Boeing's Global Services division provides American Airlines with efficiency tools such as Airplane Health Management and Toolbox, which help the airline improve operational performance and improve dispatch reliability.
The 787-8 Dreamliner can fly 242 passengers up to 7,355 nautical miles (13,620 km) in a typical two-class configuration. The 787-9, a stretch of the 787-8, can fly 290 passengers up to 7,635 nautical miles.
About Boeing and American Airlines' history
The relationship between Boeing and American Airlines spans over 80 years. Some of the key shared milestones include:
  • June 1936: American becomes the first to fly the Douglas DC-3 in commercial service
  • January 1959: American uses the Boeing 707 to offer the first coast-to-coast jet service
  • March 1961: American is the first in-service with the Boeing 720B
  • July 1971: The first DC-10 delivery goes to American
  • May 2015: American flies its first revenue flight with the Boeing 787 Dreamliner.

7 comments:

skywalker said...

Flightglobal: Boeing says the order today is a new deal from American and not an exercise of the carrier's options for 58 787s.

Christopher D. Dye said...

Validates B's original sense of what the market would become when they launched the 787 nearly 18 years (and B's numerous examples of how NOT to build a new plane) ago; namely, a single plane family that could serve PTP and LR routes AND in time replace both the 767, 772 & A330/340. Contrast this with A's misguided mkt prediction in 2000, that the mkt was for huge planes and that it was OK to equip smaller LR planes with 4 engines (A343. 345 & 346).

Perhaps most important here is that AA is saying (over and over again) that it will no longer tolerate fleet types in small numbers, only large numbers, and that the 789 is good enough to make the 359 unnecessary. Not good for A.

Tarek said...

I find it interesting that American's management team - largely the same team that booked the A350 order when managing US Airways - decided against the A350 order. If I remember correctly, that management team was very cozy with Airbus as they bailed out US Airways when they went bankrupt.

Contrast that to the DL/NWA merger where the DL team who booked the A350 order got out of the 787 order that NWA had booked.....

Interesting dynamics....wonder if this means American will head back towards an all-Boeing fleet?

Andrew Boydston said...

American Airlines 787 ordering signals a Sea-change event which should not be overlooked as this order impacts the marketplace as a whole. The macro view of this deal suggests more 787 orders could raise Boeing's 787 order book to a 140 787 booked by year's end.
The micro view is what's being discussed at this time and American is going head to against both United and Delta. If American Airlines shows a winning hand with this ordering of these 787's, Delta Airlines will have to alter its tactics and take on more Boeing product than its current preponderance for Delta product is indicated. United is currently on the same track that American Airlines has just now committed to. Delta is rapidly becoming the odd airline out in this horse race.

Nick Johnson said...

I wonder whether American will wait for a 787-10ER upgrade to replace the bulk of its 777-200ERs.
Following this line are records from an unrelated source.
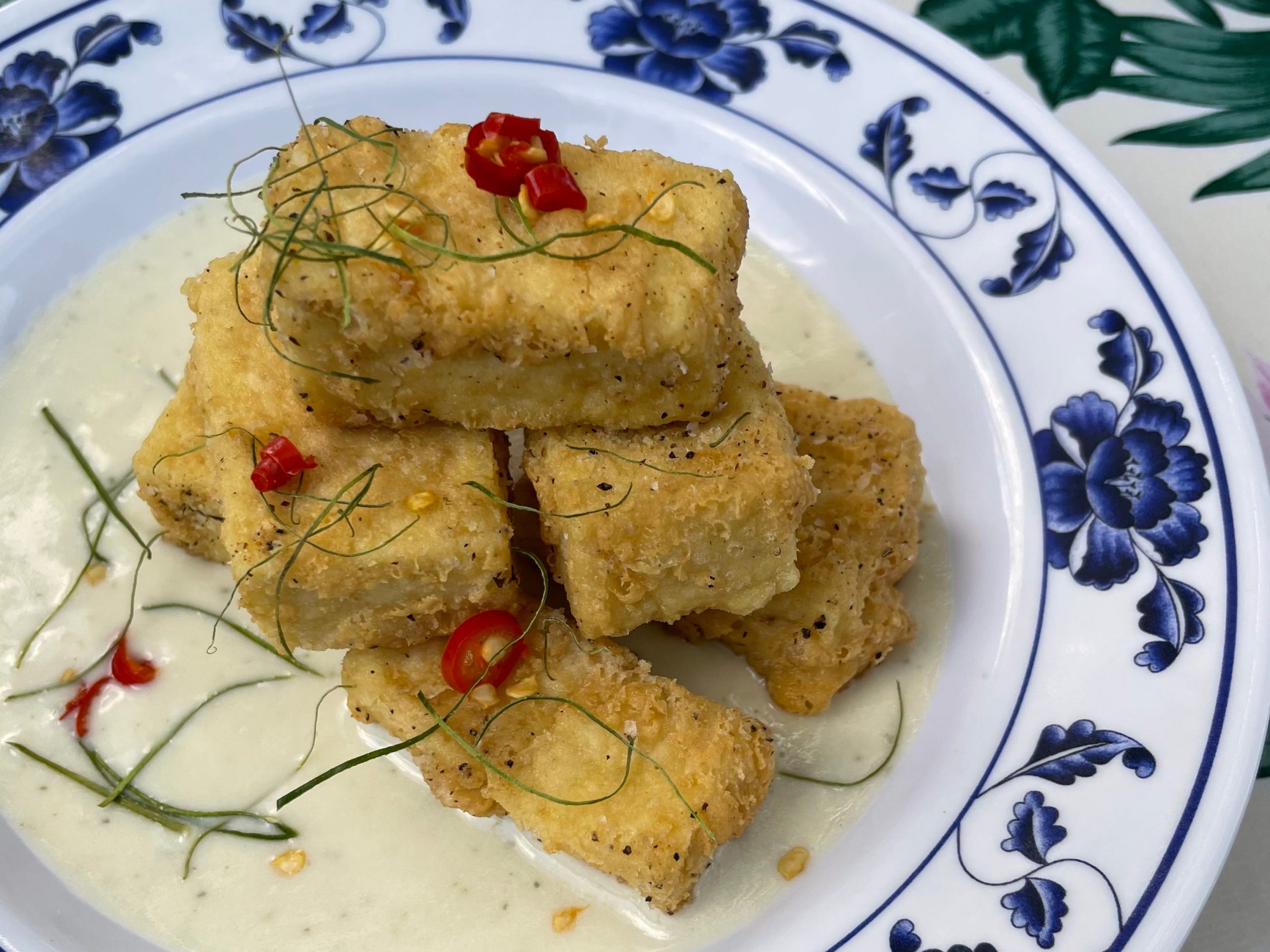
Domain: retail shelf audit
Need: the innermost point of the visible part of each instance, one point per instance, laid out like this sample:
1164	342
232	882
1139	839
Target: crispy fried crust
181	490
644	835
452	561
855	543
627	339
680	543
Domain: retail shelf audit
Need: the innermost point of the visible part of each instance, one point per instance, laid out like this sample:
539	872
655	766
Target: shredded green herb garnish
313	233
520	785
102	492
543	603
507	504
351	763
134	794
94	556
648	465
246	633
728	432
172	818
317	527
254	440
115	643
874	772
176	729
153	815
318	711
577	642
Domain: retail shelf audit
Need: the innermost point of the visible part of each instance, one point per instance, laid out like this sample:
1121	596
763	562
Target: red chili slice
83	705
131	670
504	149
475	643
553	187
278	463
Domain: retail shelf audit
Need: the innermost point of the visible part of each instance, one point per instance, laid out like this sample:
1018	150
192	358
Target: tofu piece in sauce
854	545
719	760
177	484
452	556
715	532
629	338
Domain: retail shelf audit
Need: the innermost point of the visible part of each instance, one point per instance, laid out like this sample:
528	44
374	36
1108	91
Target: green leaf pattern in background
1072	48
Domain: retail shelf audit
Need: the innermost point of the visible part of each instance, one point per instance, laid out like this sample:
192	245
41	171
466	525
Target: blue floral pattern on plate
1119	483
53	122
258	37
705	48
1038	904
1042	252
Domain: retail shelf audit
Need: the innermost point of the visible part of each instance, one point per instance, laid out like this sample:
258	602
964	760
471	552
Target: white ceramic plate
1104	692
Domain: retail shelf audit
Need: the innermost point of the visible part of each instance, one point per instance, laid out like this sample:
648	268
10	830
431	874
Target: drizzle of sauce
386	866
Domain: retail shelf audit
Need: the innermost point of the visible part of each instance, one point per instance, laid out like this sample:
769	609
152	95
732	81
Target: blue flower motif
705	48
456	14
903	939
1038	908
1001	200
942	186
1039	257
261	39
888	143
50	126
1035	829
1114	488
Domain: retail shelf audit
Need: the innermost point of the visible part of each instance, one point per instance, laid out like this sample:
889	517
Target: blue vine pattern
708	49
51	122
1118	483
1038	904
1042	252
262	39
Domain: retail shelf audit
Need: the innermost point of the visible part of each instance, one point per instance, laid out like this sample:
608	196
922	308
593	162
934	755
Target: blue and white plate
1087	754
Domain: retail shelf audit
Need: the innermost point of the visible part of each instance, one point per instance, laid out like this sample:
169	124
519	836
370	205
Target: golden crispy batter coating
644	835
855	542
627	339
181	490
679	543
452	561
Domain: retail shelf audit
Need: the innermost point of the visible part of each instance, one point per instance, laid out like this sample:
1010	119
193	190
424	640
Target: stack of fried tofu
672	479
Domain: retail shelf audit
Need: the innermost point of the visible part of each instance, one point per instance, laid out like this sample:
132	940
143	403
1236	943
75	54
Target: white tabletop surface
1225	245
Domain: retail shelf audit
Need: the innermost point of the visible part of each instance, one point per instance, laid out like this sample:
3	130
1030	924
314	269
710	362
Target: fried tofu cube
629	338
855	542
176	480
719	760
710	527
400	568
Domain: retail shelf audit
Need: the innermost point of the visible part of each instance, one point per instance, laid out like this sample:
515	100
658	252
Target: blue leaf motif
111	40
1001	200
1170	612
1062	754
1039	257
255	37
1038	908
1128	356
903	939
807	45
942	186
1035	829
325	21
887	141
457	14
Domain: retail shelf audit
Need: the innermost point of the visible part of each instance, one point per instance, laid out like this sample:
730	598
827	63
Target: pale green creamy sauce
389	869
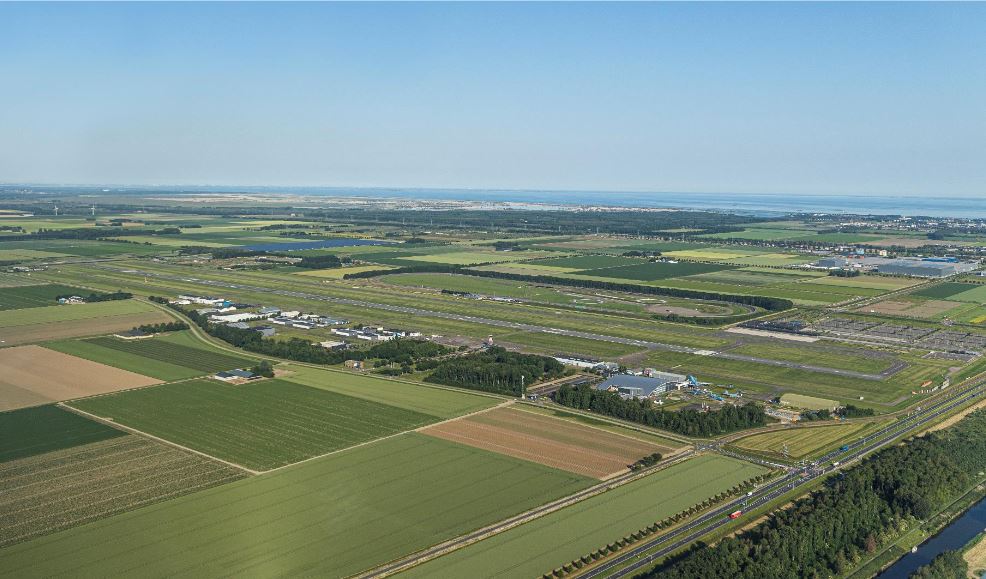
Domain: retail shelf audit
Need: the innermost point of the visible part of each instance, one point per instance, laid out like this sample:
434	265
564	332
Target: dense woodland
834	528
946	565
496	370
644	411
99	296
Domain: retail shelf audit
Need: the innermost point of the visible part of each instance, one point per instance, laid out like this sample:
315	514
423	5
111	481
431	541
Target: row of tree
869	505
162	327
100	296
496	370
643	411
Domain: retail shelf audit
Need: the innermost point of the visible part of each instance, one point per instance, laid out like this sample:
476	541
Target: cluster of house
935	267
223	311
374	334
71	300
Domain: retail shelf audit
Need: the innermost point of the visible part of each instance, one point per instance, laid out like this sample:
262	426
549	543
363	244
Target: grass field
64	313
35	296
124	353
339	272
944	290
313	520
26	254
92	350
439	402
654	271
579	262
801	442
41	429
472	257
540	546
56	490
260	425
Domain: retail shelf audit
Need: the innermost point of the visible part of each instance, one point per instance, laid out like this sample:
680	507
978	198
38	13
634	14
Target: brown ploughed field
546	440
31	375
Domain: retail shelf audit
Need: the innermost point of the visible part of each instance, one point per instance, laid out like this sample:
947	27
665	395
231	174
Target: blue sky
759	98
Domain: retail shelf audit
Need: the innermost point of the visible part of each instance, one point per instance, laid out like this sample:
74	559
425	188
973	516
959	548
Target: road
634	560
499	323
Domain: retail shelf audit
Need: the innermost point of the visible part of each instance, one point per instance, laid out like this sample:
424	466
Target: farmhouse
234	375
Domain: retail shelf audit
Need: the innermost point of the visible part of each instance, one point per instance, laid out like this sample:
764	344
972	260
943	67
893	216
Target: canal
954	536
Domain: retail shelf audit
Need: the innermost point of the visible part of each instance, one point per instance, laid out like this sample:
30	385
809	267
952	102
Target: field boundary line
131	430
367	442
414	559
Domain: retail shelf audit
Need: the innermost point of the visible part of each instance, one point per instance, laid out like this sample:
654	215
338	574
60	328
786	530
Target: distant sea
749	204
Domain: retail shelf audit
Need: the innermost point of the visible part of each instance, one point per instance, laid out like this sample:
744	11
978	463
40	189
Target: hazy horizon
787	99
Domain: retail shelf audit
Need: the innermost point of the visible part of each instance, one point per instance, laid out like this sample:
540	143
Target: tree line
162	327
496	370
868	506
643	411
99	296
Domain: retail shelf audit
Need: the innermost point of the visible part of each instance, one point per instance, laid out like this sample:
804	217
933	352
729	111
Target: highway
498	323
634	559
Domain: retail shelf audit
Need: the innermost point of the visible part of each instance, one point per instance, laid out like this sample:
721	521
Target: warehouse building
643	386
925	267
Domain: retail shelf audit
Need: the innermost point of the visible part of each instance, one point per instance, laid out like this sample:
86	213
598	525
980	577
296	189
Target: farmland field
56	490
32	375
434	401
260	425
33	431
654	271
545	440
315	519
944	290
35	296
91	350
587	261
801	442
197	359
543	544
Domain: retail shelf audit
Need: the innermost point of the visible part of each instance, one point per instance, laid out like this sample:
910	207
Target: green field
172	360
440	402
944	290
654	271
41	429
540	546
64	313
330	517
35	296
801	442
587	261
93	350
260	425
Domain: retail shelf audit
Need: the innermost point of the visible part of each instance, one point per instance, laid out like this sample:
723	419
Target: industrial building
643	386
929	267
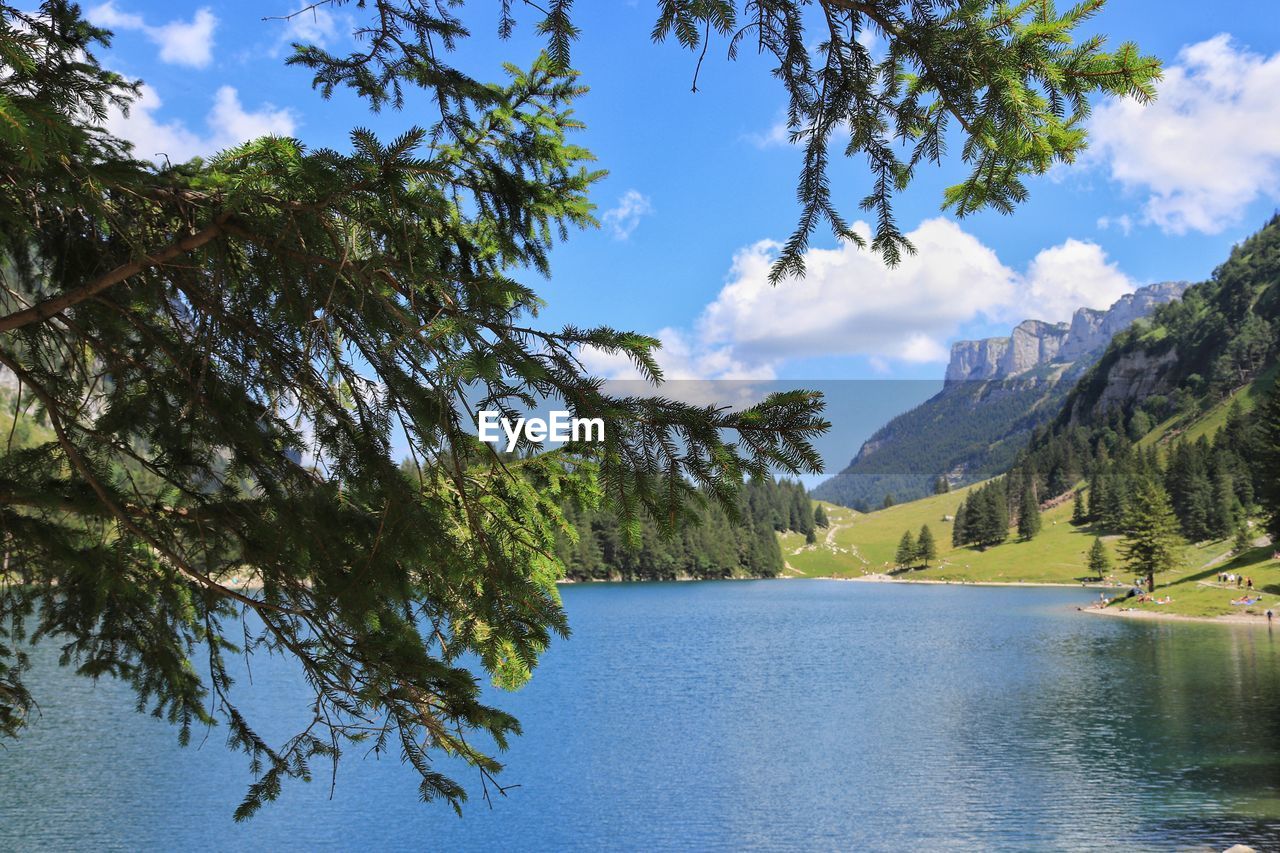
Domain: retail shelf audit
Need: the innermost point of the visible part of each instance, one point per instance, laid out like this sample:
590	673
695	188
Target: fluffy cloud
1066	277
850	304
181	42
624	217
228	123
1207	147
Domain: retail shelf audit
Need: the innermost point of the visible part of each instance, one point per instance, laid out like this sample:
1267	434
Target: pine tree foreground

That would make a perfect replacement for that family.

Christopher D. Dye said...

Nick, do you have any info that B is currently moving toward a 7878-10ER? My latest info is that B is not considering this at all now because they are focusing on the 777x-9 and -8. I have not heard even a suggestion that B will do the -10ER after the -8 and -9 are safely on their ways, altho doing so would be consistent with B's addition of -ER status to the 777-200/ER and -300/ER.

Tracey Greenway said...

The 787 went to Bahrain as publicity at the Bahrain F1 Grand Prix. The airbase is near the Sakir circuit.